The Anatomy of a Heart Talk
When asking for a heart talk, we look at the source of what’s blocking deeper connection with our partner, take full responsibility for it, and tell the full truth about how we feel to our partner.
More specifically, here’s what it entails.
Setting the Stage
The person feeling the emotional block takes ownership for scheduling the heart talk as soon as the other person is available. Most of the time, we’ll just schedule it on our shared calendar. Other times, we’ll ask, “I need a heart talk. When would you be available?”
Hold heart talks in a specifically dedicated space. Our brains create spatial associations with the key emotions that show up in that space. Ideally, we don’t cross-wire the often more intense emotions of a heart talk with the emotions that we might want to show up in the bedroom, for instance. We like to hold our heart talks on the stairs of our house.
Heart talks are time-bound to 10 minutes. We set a 10-minute timer for the container. We used to schedule hour-long heart talks (we called them clearing conversations back then), but found that we’d drain our systems and end up trying to power through.
Katie Hendricks advised us to aim for a 10-minute talk, and that’s worked wonders in creating a deeper level of safety. Sometimes, we might run over and schedule another 10-minute timer. But we’re targeting 10 minutes.
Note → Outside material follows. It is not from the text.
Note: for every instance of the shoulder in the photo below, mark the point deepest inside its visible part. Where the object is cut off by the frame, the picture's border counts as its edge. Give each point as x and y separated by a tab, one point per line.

Treat heart talks as a two-way dialogue. Even though the initiator of the heart talk might be the one expressing their truth, the other partner also gets a chance to reflect and respond.
Taking Ownership
Open with positive intention for the relationship. The ultimate intention for any heart talk is to create deeper intimacy and connection. A heart talk can be daunting for both sides, and so it’s helpful to explicitly ground into a positive intention at the start of a heart talk. “I want to be a fuck yes to having children and there’s something I’m needing to feel that,” or “I want to feel excited about our sex life, and there’s something that’s blocking me right now.”
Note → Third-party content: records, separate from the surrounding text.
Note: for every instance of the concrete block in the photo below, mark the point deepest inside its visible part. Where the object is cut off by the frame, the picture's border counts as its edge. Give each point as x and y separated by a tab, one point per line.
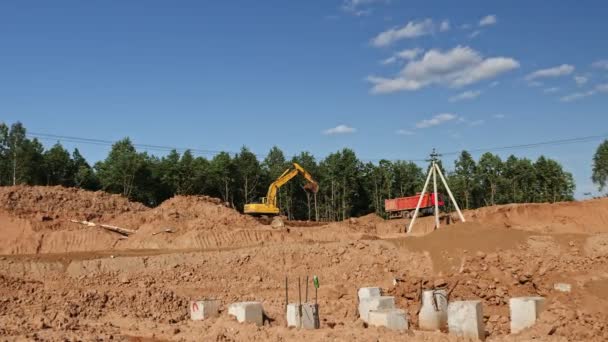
203	309
433	314
368	292
374	303
465	319
562	287
250	312
310	316
393	319
524	312
293	315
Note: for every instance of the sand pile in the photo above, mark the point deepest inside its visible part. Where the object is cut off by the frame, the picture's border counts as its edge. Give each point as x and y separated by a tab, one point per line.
589	216
49	207
192	213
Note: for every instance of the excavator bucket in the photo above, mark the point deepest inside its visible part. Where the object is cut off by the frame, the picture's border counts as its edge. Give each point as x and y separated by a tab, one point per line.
311	187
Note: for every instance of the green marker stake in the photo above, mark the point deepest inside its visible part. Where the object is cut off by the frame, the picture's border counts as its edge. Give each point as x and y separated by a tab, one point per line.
315	281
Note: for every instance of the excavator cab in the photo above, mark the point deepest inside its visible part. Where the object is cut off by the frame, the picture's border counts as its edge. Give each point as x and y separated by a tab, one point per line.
268	205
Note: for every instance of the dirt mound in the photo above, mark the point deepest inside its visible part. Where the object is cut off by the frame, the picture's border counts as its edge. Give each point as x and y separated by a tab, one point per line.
50	205
188	213
565	217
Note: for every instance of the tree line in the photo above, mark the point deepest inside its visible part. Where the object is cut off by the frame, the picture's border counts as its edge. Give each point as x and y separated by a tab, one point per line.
348	187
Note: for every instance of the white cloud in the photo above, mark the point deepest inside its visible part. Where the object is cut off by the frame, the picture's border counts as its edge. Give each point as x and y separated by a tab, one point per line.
576	96
354	6
476	123
407	54
601	64
580	80
412	29
458	67
467	95
340	129
551	90
404	132
436	120
602	88
562	70
488	20
390	60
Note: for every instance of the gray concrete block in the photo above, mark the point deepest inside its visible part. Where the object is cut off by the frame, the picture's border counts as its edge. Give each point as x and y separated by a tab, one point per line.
393	319
524	312
310	316
368	292
374	303
203	309
433	314
249	312
465	319
562	287
293	315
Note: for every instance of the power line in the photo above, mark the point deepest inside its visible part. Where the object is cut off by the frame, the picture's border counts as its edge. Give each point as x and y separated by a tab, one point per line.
163	148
Assume that your partner is on your team. When we feel that we need to fight for our needs in a relationship, we end up polarizing our partners and actually invite our partners to fight back. When we drop the fight, we invite more receptivity.
Heart talks are ownership-based. They’re a way of taking ownership for a situation in the relationship that doesn’t feel aligned and that we’re taking steps to change. They’re not a way of making the other person wrong or blaming them for something (“You’re doing this wrong!”).
Ownership could include setting a boundary: “I’m not okay with the anger that’s getting directed at me. When anger is directed at me, I’ll walk away and let you know when I’ll be back.“
Or it could include the expression of a need: “I’m feeling resentment around sharing the car. I’m needing a day a week where I can just have the car to myself.”
Heart talks are not requests for the other person to change who they are. It’s easy to fall into the trap of needing the other person to be different than who they are for us to be okay. But that’s not unconditionally loving and creates further distance. On the other hand, it’s okay to ask for what we need and the boundaries we might set to take care of ourselves.
Pause the heart talk if blame shows up. We aim for ownership but sometimes we’ll still fail and blame leaks out. If either of us detects blame and sense our nervous system getting activated, we call a pause for five to ten minutes to allow our nervous systems to settle before resuming. Don’t try to power through a trigger.
Lead with curiosity to identify the root issue. Sometimes, we know there’s disconnection, and it might take some joint detective work to identify what caused it. Inspired by our relationship coach Ethan Henson, we’ve been asking ourselves, “What got dropped?” It’s a way of backtracking to figure out the initial moment where disconnection happened.
The marker of a thriving and awakened partnership isn’t the absence of ruptures and resentments — it’s the direct addressing of them when they show up. And the practice of 10-minute heart talks has let us nurture our relationship in a deeply loving and ownership-oriented way through its ebbs and flows.